This is a snapshot of the jeltz server, the gray line is a rolling average from 24 hours in the past, in this case show that at one point there was an issue which was a datacenter network glitch in this case.

But in general we see jeltz as performing well, with a database backup just a fraction of a day old and nothing under notable strain.

There are close to 600 metrics collected every minute and these will be subject to automatic tests that will spark the alert system if anything is not looking right.

Looks good. It automatically notifies you if there are problems?

Even cooler!
myff admin

Obviously we have some notification systems and always have had.

The new system is not quite online for that yet, but soon will be, it now has over 700 database tables containing minute by minute metrics from all the servers. We already up to 150mb in the database for it!

One of the next stages will be controlling that a bit.

The data is great though, for example there is a clear 5am incident common on some of the servers, that is there and gone in 10 minutes but needs looking into. Without the graphs it would go unnoticed until...
myff admin

739 tables at current count.... and an emergency yesterday... it may be all behind the scenes stuff but it keeps things running.
myff admin

Thought I'd bump this,  there are now over 3,200 tables, obviously this covers a lot more than the forums, and is indicative as much as anything of the current work load stress

The good news on that, is that our partners have employed 3 more people, including a manager "Mr T" to help us get on top of things, already we have 139 issues logged in our ticketing system!

One issue I closed this morning was to add monitoring to our DNS system, e.g. making sure that addresses for forums and other stuff end up propagating, this was spurred by some painful issues in the week where one of the DNS servers was working but not updating

I'm quite pleased with the method I have used Basically every minute I take the current time and encode that into an IP address. Time is a 4 byte value as is an IP, so that is easy. That IP is then set for a test domain on the master name server.

The monitoring system will also every minute ask each nameserver what the IP is for the test domain and decode that back to a time and add a row to a table for that nameserver. So we have tables that contain the time the test took place and the time decoded from the domains IP.
If the difference in those times is not within a certain limit clearly something is up.

Here we see NS2 is behaving nicely having got its last update in a little under 6 minutes.

We also graph how fast the response is, and that implies that we could probably do with changing the system a bit on a couple of nameservers. It is notable how much clearer you can see things once you make the effort to monitor and graph.
myff admin

3889 tables and a conundrum.

I'm flipping the system to one that is on some levels more efficient and reliable.

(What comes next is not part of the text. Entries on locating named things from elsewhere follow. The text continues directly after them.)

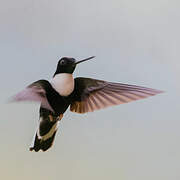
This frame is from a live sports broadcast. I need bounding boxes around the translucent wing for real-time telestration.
[11,80,54,112]
[70,78,162,113]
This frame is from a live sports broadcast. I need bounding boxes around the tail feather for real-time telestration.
[29,108,59,152]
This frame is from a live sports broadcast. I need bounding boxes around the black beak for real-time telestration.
[75,56,95,65]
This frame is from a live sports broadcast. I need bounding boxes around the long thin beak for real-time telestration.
[75,56,95,65]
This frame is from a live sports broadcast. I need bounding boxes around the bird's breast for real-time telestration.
[51,73,74,96]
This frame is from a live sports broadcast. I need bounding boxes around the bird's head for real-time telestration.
[54,56,95,76]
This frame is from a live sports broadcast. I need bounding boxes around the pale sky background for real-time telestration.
[0,0,180,180]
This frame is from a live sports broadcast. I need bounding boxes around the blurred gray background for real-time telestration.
[0,0,180,180]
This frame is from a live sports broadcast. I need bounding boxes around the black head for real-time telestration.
[54,56,95,76]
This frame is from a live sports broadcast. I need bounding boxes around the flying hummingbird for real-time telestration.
[13,56,162,152]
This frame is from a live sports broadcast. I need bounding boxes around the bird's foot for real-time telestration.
[57,114,63,121]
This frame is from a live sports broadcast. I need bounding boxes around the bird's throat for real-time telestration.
[51,73,74,96]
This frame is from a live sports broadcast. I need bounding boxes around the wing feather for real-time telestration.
[11,80,54,112]
[70,78,162,113]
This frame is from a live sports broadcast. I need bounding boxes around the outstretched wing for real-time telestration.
[11,80,54,112]
[70,77,162,113]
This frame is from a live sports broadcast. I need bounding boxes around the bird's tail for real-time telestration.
[29,108,60,152]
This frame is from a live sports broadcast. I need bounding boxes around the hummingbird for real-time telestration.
[12,56,162,152]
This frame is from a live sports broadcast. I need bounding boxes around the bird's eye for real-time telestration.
[60,59,66,65]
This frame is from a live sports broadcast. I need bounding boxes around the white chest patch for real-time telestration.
[51,73,74,96]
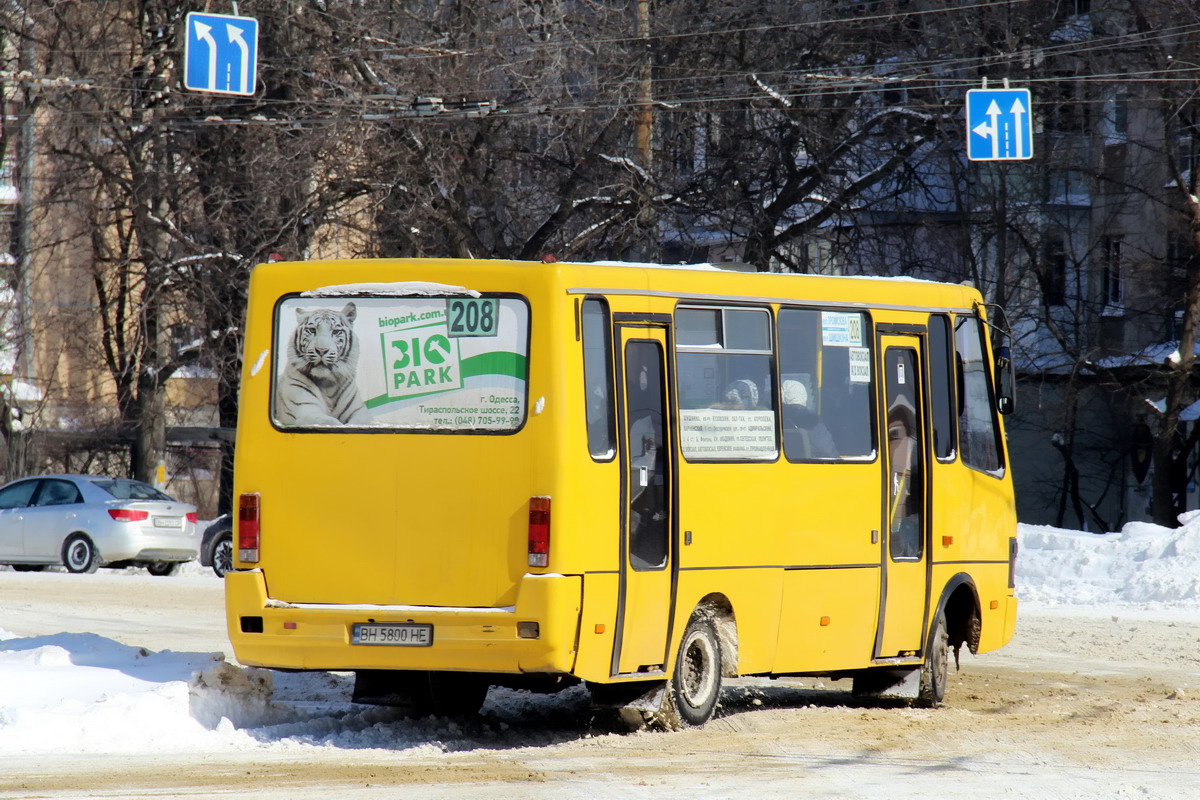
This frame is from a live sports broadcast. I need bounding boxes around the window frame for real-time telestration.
[953,311,1008,480]
[672,300,784,464]
[775,305,882,464]
[578,295,620,464]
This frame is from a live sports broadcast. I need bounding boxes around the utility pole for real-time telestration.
[636,0,654,173]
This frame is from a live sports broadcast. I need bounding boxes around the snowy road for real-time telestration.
[0,522,1200,800]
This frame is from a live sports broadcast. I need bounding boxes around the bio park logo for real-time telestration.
[379,309,462,398]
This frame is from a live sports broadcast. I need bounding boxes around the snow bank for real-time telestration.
[1016,511,1200,609]
[0,512,1200,757]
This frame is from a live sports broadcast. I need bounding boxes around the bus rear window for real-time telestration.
[278,296,529,433]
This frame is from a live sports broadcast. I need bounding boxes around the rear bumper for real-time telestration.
[226,570,582,674]
[95,523,200,563]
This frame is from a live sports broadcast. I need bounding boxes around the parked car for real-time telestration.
[200,513,233,578]
[0,475,199,575]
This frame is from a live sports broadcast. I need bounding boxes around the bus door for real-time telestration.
[612,323,674,675]
[875,335,929,658]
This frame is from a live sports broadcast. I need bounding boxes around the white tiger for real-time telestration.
[275,302,370,425]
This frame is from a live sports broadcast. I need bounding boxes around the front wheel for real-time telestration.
[62,534,100,573]
[664,616,721,728]
[916,612,950,709]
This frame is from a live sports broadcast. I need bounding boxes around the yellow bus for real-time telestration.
[226,259,1016,727]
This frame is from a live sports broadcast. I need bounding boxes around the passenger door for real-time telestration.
[875,336,930,658]
[24,479,83,559]
[612,323,674,675]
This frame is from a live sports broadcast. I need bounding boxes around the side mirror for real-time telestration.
[996,347,1016,414]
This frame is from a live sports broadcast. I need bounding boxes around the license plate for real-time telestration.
[350,622,433,648]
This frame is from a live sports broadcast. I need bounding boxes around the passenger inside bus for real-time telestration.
[782,378,838,458]
[888,396,924,559]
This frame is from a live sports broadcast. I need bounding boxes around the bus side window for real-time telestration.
[954,315,1004,473]
[676,306,779,461]
[779,308,875,461]
[929,314,955,461]
[581,297,617,461]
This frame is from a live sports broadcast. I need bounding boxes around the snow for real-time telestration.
[0,512,1200,759]
[300,281,479,297]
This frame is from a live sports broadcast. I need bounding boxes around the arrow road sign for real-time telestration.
[184,12,258,95]
[967,89,1033,161]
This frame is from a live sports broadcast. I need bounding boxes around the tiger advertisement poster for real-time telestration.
[278,296,529,432]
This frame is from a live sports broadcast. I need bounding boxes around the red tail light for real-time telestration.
[108,509,150,522]
[238,492,262,564]
[529,495,550,566]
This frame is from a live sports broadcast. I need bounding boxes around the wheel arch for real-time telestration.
[925,572,983,661]
[684,591,738,678]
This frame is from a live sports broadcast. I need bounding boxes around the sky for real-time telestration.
[0,520,1200,759]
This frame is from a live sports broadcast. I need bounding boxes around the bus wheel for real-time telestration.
[664,616,721,728]
[914,612,950,709]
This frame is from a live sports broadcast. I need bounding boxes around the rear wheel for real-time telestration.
[662,616,721,728]
[916,612,950,709]
[62,534,100,573]
[212,534,233,578]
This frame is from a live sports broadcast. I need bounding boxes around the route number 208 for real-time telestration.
[446,297,500,337]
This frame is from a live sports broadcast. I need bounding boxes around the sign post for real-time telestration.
[184,12,258,96]
[967,89,1033,161]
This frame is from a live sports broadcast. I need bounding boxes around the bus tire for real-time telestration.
[913,610,950,709]
[664,615,721,729]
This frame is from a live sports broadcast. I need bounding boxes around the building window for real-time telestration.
[1100,236,1124,314]
[1037,236,1067,306]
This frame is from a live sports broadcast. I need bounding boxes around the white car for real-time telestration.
[0,475,199,575]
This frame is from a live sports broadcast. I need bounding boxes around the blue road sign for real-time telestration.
[967,89,1033,161]
[184,12,258,95]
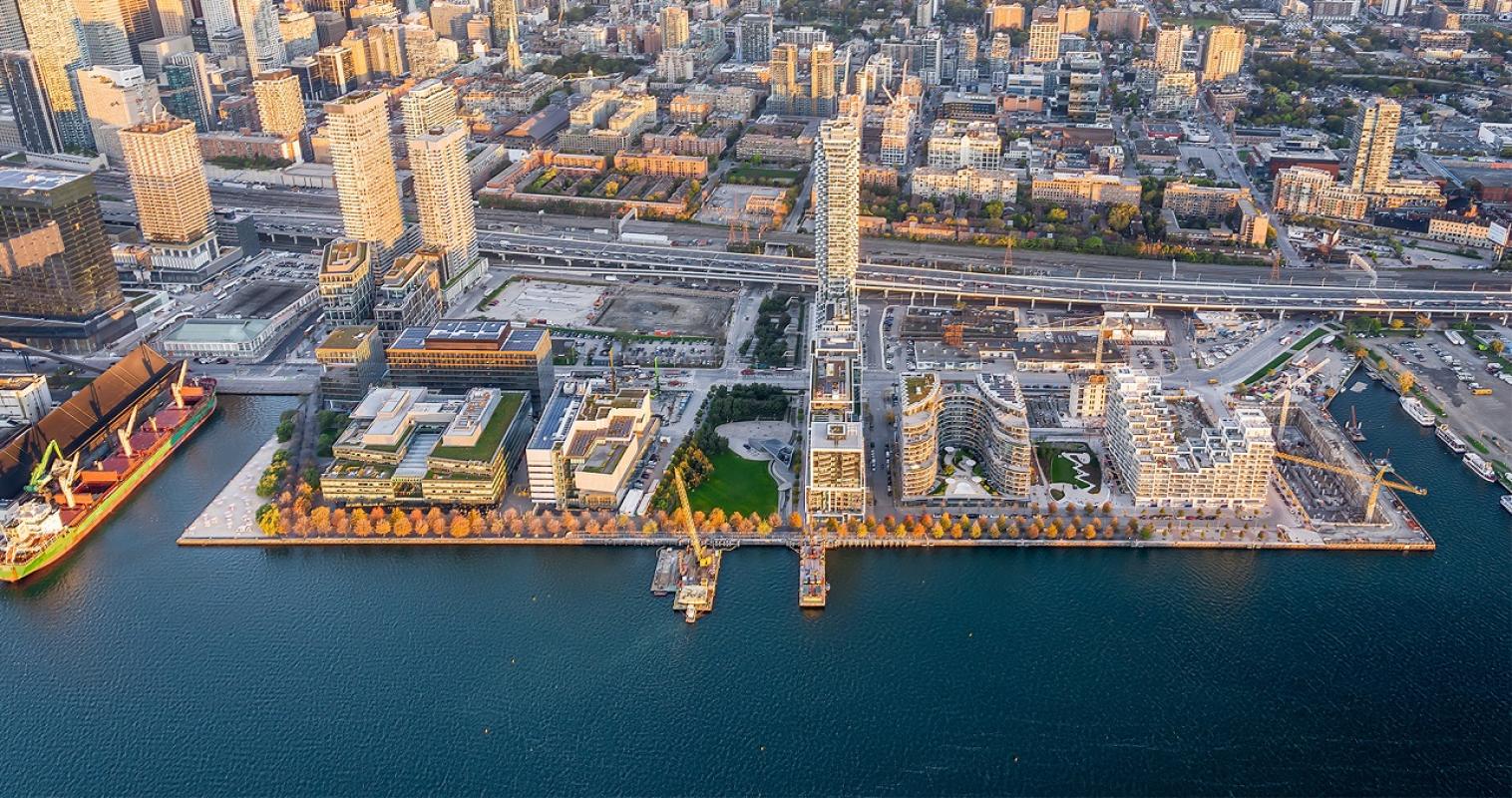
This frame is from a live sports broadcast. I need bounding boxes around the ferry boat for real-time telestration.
[1397,396,1438,426]
[1433,422,1470,455]
[0,358,216,582]
[1463,452,1497,482]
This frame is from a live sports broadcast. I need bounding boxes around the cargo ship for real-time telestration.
[0,358,216,582]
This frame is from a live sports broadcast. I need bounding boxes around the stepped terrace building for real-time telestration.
[897,372,1034,502]
[386,320,554,408]
[1105,366,1277,510]
[320,387,531,505]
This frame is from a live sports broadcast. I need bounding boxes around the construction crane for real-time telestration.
[671,467,714,569]
[1277,358,1333,429]
[1277,452,1427,523]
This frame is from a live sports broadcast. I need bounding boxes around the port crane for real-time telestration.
[1277,452,1427,523]
[671,469,714,569]
[1277,358,1332,434]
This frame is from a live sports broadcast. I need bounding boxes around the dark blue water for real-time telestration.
[0,391,1512,795]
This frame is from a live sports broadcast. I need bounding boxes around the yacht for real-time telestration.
[1435,422,1470,455]
[1398,396,1438,426]
[1463,452,1497,482]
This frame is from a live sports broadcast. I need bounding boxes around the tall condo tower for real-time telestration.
[805,117,868,525]
[325,91,404,276]
[121,117,220,282]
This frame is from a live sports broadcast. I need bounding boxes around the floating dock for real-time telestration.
[651,546,677,596]
[671,549,724,622]
[798,543,830,609]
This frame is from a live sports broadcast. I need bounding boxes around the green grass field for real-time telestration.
[688,452,777,516]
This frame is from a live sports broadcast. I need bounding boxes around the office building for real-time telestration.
[897,370,1034,502]
[1023,6,1060,64]
[735,14,773,64]
[1348,97,1401,194]
[319,238,373,325]
[1104,366,1277,510]
[325,91,404,276]
[387,320,554,407]
[17,0,93,150]
[235,0,289,74]
[525,385,659,511]
[0,50,64,153]
[1202,26,1245,83]
[373,246,446,347]
[121,118,220,274]
[79,64,159,164]
[252,70,308,161]
[320,387,531,505]
[314,325,389,410]
[0,168,136,352]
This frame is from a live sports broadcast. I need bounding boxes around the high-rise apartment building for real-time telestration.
[660,6,688,50]
[17,0,94,150]
[809,42,835,98]
[235,0,289,74]
[1023,6,1060,64]
[252,70,308,160]
[0,168,136,352]
[1155,24,1192,73]
[805,118,868,523]
[735,14,773,64]
[1348,97,1401,194]
[1202,26,1245,82]
[325,91,404,276]
[121,118,220,276]
[0,50,64,153]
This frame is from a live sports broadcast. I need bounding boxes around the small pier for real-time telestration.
[651,546,677,596]
[798,543,830,609]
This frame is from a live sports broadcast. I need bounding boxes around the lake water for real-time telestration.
[0,388,1512,795]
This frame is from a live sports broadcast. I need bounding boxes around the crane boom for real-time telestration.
[671,467,714,567]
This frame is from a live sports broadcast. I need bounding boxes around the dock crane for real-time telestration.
[1277,358,1332,429]
[671,467,714,569]
[1277,452,1427,523]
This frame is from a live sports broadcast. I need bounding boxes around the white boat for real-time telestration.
[1433,422,1470,455]
[1397,396,1438,426]
[1463,452,1497,482]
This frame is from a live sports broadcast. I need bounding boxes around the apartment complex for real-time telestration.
[320,387,531,507]
[897,372,1034,502]
[1104,366,1277,510]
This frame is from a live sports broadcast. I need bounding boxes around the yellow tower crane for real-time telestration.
[671,467,714,569]
[1277,452,1427,523]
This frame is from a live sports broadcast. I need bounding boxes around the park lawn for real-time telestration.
[688,452,777,516]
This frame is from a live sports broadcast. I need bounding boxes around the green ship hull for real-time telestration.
[0,391,217,582]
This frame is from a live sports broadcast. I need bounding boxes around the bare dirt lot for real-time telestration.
[483,279,604,326]
[597,288,730,337]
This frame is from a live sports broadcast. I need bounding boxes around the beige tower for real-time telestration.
[1202,26,1245,82]
[121,118,219,270]
[660,6,688,50]
[1155,26,1192,73]
[252,70,308,158]
[325,91,404,276]
[1348,97,1401,194]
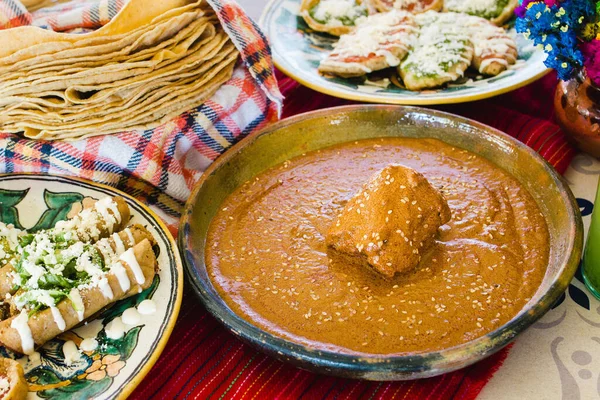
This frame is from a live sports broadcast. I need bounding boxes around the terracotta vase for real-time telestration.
[554,70,600,158]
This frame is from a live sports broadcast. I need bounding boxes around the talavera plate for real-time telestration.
[260,0,549,105]
[0,174,183,399]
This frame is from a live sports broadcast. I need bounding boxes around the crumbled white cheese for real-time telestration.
[312,0,365,26]
[322,10,417,72]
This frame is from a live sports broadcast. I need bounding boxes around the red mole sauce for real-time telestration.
[206,138,548,354]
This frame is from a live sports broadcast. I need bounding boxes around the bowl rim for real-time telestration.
[178,104,583,380]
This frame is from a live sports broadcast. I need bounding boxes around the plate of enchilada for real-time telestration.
[261,0,548,105]
[0,174,183,399]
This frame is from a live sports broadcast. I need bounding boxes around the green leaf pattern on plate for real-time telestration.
[30,190,83,232]
[0,189,29,229]
[0,189,160,400]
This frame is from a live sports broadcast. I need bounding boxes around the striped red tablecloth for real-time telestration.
[132,74,576,399]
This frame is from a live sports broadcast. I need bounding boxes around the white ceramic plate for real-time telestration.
[260,0,549,105]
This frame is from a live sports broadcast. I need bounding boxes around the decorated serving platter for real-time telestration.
[260,0,549,105]
[0,174,183,399]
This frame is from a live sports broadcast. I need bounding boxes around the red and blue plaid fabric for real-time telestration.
[0,0,282,230]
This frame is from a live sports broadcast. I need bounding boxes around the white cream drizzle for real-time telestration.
[98,277,115,300]
[50,306,67,332]
[123,228,135,247]
[110,262,131,292]
[69,288,85,322]
[112,233,125,256]
[119,248,146,285]
[96,239,114,264]
[10,310,34,354]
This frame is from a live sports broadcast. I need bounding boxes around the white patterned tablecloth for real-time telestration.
[220,0,600,400]
[479,154,600,400]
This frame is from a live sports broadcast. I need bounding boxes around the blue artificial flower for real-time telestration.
[516,0,596,80]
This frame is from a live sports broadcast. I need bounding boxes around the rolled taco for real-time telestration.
[0,224,156,310]
[50,196,131,242]
[0,358,29,400]
[0,197,133,299]
[0,239,157,354]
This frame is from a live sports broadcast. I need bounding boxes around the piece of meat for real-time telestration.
[326,165,451,278]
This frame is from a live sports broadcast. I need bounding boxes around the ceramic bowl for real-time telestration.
[179,105,583,380]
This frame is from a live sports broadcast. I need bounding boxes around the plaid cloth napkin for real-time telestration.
[127,74,576,400]
[0,0,282,232]
[0,0,576,399]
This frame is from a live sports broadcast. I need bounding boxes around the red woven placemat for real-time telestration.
[132,74,576,399]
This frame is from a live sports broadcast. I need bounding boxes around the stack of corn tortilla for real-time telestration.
[0,0,238,140]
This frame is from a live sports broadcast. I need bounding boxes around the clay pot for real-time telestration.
[554,70,600,158]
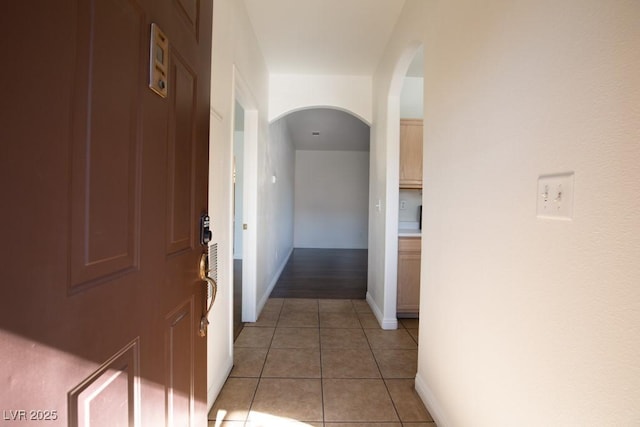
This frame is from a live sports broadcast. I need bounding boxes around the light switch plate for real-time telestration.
[537,172,574,220]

But some of the results now show our servers as having a lot more load   the problem is what is efficient on one level is momentarily inefficient on another level and the monitor measures its own contribution to server load  

I guess the real answer here is that we monitor in many different ways and the fact that a monitor can make a system look 25% busy rather than 3% means little when you know that it only represents a fraction of a second in every actual minute.
myff admin

getting close to 6000 tables now, which really is rather a lot.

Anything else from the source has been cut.